With my psychologist I started thinking about what I am doing, with this urge for the past. I’ve drawn that in a diagram below, maybe that will make the insight a bit easier (still adding)..


I am feeding the melancholy, with the result that it is getting bigger and bigger. By looking up photos of my childhood, listening to music from that time, or signing up for facebook groups “from the past” I get more and more the sad feeling of losing the past.


This can have two major consequences:

1) I’m getting sadder and more tired

2) I lose sight of the NOW and don’t see the beautiful things of NOW anymore


Both consequences that can ruin your life quite a bit. Something needs to be done about this and I describe the changes I can make below.


CHANGE 


What can you change? In my view, there are four things.


1) You’re getting sadder and sader….

If you step out of your bubble of sadness and self-pity for a moment, you also know that you romanticize this time enormously. Because that’s what’s happening… You romanticize the past. So much so that you don’t see the negative things of the past anymore and you long for something that, perhaps, never was.


For example:

– fillings at the dentist (without anesthesia)

– holiday in France, where we were blown away

– that we as youngsters were going to cut asparagus (what a sh*t job)

– that we hammered asbestos sheets on a barn


So maybe I’m imagining that way too romantic NOW.


It just might be.


2) I’m losing sight of the NOW


Losing the beauty that is there NOW, there is a lack. You are only living NOW. So you should check out that you enjoy everything that makes NOW special. Looking for beautiful things that are going on NOW. If you get stuck in the past, you will miss the NOW and you will regret it later.

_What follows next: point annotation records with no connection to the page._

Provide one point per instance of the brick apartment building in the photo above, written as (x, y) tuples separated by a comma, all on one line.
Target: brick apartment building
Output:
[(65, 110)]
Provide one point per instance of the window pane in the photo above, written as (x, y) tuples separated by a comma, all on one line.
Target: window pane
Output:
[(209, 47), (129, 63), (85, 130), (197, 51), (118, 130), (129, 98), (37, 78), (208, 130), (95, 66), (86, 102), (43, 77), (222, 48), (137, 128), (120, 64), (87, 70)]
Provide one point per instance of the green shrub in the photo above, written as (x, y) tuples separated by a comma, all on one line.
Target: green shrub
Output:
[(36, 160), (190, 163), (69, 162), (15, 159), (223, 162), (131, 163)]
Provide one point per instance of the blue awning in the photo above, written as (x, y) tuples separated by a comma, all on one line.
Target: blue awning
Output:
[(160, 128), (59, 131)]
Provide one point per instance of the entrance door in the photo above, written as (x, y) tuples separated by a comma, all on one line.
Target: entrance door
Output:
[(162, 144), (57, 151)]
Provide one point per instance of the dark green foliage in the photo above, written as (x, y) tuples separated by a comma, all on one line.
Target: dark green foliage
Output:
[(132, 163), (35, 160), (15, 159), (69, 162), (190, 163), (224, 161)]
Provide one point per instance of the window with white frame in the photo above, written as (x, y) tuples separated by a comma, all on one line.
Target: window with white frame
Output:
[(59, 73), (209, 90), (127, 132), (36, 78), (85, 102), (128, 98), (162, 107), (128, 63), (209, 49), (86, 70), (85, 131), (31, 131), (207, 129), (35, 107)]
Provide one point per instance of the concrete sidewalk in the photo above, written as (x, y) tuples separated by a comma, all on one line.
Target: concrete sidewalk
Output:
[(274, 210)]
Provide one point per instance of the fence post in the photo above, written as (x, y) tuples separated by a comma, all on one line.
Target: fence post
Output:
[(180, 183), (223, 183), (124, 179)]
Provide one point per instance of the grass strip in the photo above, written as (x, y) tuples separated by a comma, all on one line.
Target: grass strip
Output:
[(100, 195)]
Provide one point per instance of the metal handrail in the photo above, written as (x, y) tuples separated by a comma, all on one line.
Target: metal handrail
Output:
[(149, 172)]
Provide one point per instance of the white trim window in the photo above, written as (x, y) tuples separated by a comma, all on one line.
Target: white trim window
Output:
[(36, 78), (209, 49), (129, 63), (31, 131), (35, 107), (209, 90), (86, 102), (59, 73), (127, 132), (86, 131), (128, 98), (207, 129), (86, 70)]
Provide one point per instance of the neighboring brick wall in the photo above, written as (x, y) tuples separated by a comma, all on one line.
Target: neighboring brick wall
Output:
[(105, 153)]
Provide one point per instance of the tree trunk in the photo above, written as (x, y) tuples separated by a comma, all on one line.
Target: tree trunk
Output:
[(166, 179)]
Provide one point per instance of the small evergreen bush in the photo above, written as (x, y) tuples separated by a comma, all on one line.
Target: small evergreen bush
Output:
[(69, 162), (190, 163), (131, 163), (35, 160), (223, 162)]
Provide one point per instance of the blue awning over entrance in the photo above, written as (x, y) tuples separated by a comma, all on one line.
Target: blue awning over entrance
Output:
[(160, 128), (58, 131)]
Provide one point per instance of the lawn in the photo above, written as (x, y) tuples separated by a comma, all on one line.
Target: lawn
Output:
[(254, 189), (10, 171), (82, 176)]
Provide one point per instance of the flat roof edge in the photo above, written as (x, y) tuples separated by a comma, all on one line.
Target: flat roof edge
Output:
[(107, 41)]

So don’t do that… don’t lose it NOW!!


I had something like that the other day. Our children are now 18+ and don’t want to go on holiday with us anymore. Immediately, in a kind of melancholy spasm, I went to the past. How beautiful it was in France (in 2014), how nice when they were still small, etc…..


Until I realized that the time I have with our children NOW will ever really be over. So I have to enjoy them NOW and create beautiful moments NOW. Instead of getting stuck in sadness and self-pity and thus no longer seeing the beautiful things of the NOW.

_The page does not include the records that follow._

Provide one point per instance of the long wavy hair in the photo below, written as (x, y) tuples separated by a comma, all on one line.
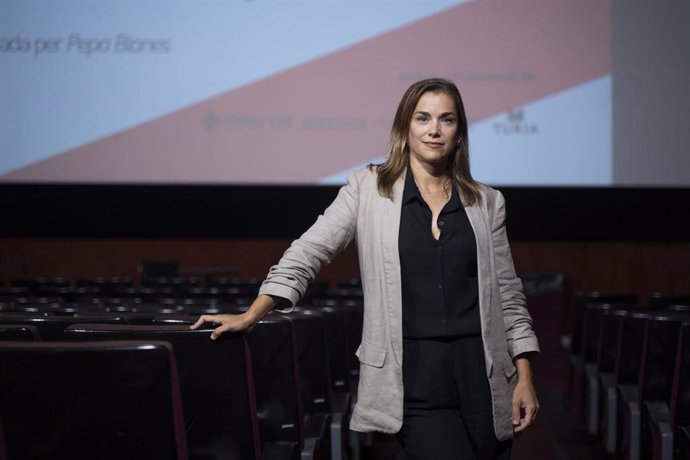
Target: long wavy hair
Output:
[(398, 155)]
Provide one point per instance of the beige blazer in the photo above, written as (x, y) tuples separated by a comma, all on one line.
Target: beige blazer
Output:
[(360, 213)]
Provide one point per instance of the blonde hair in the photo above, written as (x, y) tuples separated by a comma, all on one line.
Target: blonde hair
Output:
[(398, 158)]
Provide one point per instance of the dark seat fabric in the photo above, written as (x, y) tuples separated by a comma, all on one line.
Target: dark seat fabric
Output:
[(581, 300), (216, 384), (52, 327), (680, 398), (15, 332), (92, 400)]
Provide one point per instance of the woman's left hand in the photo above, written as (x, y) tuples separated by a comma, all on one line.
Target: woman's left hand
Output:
[(525, 402)]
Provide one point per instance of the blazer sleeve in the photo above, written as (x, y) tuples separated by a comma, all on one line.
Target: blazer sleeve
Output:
[(518, 322), (329, 235)]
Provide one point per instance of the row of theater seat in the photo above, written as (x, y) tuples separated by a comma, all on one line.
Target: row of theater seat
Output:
[(282, 390), (630, 373)]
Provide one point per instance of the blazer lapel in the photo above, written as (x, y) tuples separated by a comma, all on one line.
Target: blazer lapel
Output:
[(391, 210), (478, 217)]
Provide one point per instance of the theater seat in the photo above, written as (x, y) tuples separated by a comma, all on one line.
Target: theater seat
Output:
[(18, 332), (216, 385), (91, 400)]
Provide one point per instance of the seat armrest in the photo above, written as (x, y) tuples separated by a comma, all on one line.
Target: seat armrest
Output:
[(280, 451), (628, 393), (658, 411)]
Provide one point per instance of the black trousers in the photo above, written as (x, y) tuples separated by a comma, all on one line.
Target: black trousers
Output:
[(447, 406)]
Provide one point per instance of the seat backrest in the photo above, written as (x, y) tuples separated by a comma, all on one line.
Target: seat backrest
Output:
[(215, 380), (659, 357), (312, 353), (276, 380), (629, 349), (105, 400), (592, 330), (581, 300), (339, 350), (52, 327), (680, 395)]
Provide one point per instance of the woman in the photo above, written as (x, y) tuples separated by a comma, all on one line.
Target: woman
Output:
[(439, 285)]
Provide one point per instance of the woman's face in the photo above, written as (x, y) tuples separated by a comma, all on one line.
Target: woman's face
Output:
[(433, 129)]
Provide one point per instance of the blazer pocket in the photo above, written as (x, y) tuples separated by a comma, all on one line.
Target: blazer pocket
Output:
[(371, 354), (509, 368)]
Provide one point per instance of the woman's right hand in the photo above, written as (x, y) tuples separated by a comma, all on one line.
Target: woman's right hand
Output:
[(243, 321), (228, 323)]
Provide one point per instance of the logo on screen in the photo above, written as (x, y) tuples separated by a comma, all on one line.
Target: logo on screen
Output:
[(515, 124)]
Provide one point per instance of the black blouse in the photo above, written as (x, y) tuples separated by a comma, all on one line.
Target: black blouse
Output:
[(439, 277)]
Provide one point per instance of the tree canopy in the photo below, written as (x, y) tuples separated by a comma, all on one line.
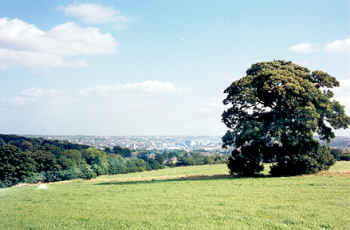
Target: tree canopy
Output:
[(274, 112)]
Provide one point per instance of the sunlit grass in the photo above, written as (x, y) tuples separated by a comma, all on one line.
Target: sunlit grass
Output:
[(197, 197)]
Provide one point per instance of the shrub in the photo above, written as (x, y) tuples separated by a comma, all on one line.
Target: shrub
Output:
[(87, 173)]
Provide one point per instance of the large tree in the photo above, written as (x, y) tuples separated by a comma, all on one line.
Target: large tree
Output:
[(273, 115)]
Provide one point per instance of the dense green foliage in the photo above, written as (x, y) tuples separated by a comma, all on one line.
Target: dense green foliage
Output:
[(340, 155), (195, 197), (274, 112), (34, 160)]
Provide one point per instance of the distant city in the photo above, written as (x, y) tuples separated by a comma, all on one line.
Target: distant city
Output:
[(187, 143)]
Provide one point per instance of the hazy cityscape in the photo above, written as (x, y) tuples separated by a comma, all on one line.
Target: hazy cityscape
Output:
[(188, 143)]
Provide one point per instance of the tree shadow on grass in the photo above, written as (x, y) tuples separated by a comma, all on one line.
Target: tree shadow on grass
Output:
[(177, 179)]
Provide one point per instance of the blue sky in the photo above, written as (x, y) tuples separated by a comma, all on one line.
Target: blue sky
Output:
[(133, 67)]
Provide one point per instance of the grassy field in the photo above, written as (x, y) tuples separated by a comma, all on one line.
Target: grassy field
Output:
[(198, 197)]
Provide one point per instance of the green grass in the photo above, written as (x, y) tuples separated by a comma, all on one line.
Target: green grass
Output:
[(198, 197)]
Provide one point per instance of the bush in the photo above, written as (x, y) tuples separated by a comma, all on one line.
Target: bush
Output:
[(337, 153), (243, 165), (311, 162), (345, 157), (35, 178), (87, 173)]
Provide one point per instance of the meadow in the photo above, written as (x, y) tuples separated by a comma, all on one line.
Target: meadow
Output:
[(193, 197)]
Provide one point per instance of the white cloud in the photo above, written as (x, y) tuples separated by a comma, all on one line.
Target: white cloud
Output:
[(34, 95), (23, 44), (147, 87), (303, 48), (339, 46), (95, 14)]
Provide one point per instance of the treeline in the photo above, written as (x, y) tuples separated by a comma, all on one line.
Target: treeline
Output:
[(340, 154), (33, 160)]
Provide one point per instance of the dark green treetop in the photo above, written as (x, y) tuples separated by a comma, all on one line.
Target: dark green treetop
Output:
[(274, 112)]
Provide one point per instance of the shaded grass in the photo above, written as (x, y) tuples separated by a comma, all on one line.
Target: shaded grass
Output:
[(198, 197)]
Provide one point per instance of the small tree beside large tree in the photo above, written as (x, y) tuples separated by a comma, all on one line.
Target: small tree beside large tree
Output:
[(274, 112)]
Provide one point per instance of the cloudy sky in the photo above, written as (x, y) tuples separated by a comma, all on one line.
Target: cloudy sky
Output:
[(151, 67)]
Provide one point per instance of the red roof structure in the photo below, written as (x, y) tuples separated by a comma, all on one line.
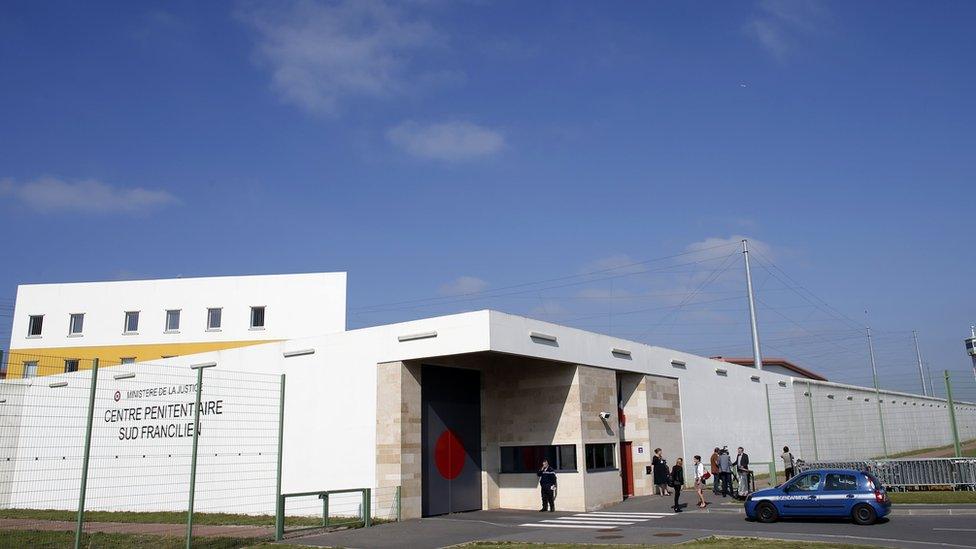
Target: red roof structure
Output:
[(773, 361)]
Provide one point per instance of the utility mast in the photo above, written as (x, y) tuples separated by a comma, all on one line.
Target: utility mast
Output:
[(756, 353), (918, 356)]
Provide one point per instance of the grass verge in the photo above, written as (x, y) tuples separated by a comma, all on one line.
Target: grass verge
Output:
[(711, 542), (171, 517), (60, 540)]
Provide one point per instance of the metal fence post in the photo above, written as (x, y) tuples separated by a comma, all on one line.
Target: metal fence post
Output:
[(193, 458), (813, 423), (84, 463), (325, 509), (398, 502), (772, 445), (952, 415), (279, 503), (367, 513)]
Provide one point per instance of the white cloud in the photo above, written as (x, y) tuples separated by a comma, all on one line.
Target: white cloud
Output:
[(319, 53), (777, 23), (447, 141), (715, 246), (464, 285), (50, 194)]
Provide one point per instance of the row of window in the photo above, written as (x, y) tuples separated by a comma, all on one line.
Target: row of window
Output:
[(561, 457), (130, 325)]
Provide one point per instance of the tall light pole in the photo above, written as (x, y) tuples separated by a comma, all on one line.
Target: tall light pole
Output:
[(877, 393), (971, 347), (756, 353), (918, 356)]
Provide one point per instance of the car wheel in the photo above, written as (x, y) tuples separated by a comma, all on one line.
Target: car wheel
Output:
[(864, 514), (766, 512)]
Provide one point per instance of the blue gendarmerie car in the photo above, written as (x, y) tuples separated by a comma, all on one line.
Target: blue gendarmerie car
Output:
[(822, 493)]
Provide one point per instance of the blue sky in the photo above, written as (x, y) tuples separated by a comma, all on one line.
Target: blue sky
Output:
[(443, 149)]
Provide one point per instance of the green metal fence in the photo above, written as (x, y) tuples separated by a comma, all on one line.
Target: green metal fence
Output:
[(348, 508), (831, 422), (147, 443)]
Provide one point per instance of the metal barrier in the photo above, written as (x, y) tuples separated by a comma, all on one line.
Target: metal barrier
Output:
[(905, 474), (363, 509)]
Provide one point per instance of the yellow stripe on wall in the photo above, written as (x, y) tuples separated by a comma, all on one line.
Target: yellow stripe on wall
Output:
[(50, 361)]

What has helped me is creating a notebook. In which I briefly describe every evening why this was a beautiful day and what I am looking forward to tomorrow. This is how I train to focus on the NOW, apart from the past. And I feel more comfortable.


3) Unwind

If you are so tired that you are drowning in the past, you should immediately pull the brakes and get yourself back in balance. Take a break and refuel. Here too, you can apply my self-invented tactic, of an app with rain music and lying fallow for a while. Relax, take a break and bring all thoughts to a standstill.


4) Stop the power supply

Stop feeding your melancholy. Stop with facebook groups about the past, stop visiting reunions, leave out the pictures from the past, etc. You are only reminded of that which has been. As a result, the grief is increasing.


You could try to consciously keep this up for a while. As a result, you train yourself and grow out of this grip of the past.

GROW 


By doing so, you will deal with the past in a more mature way. You still have the beautiful memories, but you deal with them in a more normal way. You can dose them.

You also grow into someone who is more concerned with the NOW. You can stay in the time when the children were small, but you can also think that they will soon be out of the house and you have to make the most of them NOW. So live in the NOW


TRUST 


I keep track of what was fun every day and what I’m looking forward to tomorrow. That way I avoid getting stuck in the past.

I’m growing into what is important NOW… and don’t live in the past anymore. I just feel the confidence that this is more fun than getting stuck in the past.


SUMMARY


Beautiful memories are nice to have, enjoy them. Yet, live in the NOW … That’s where you make the best memories for later.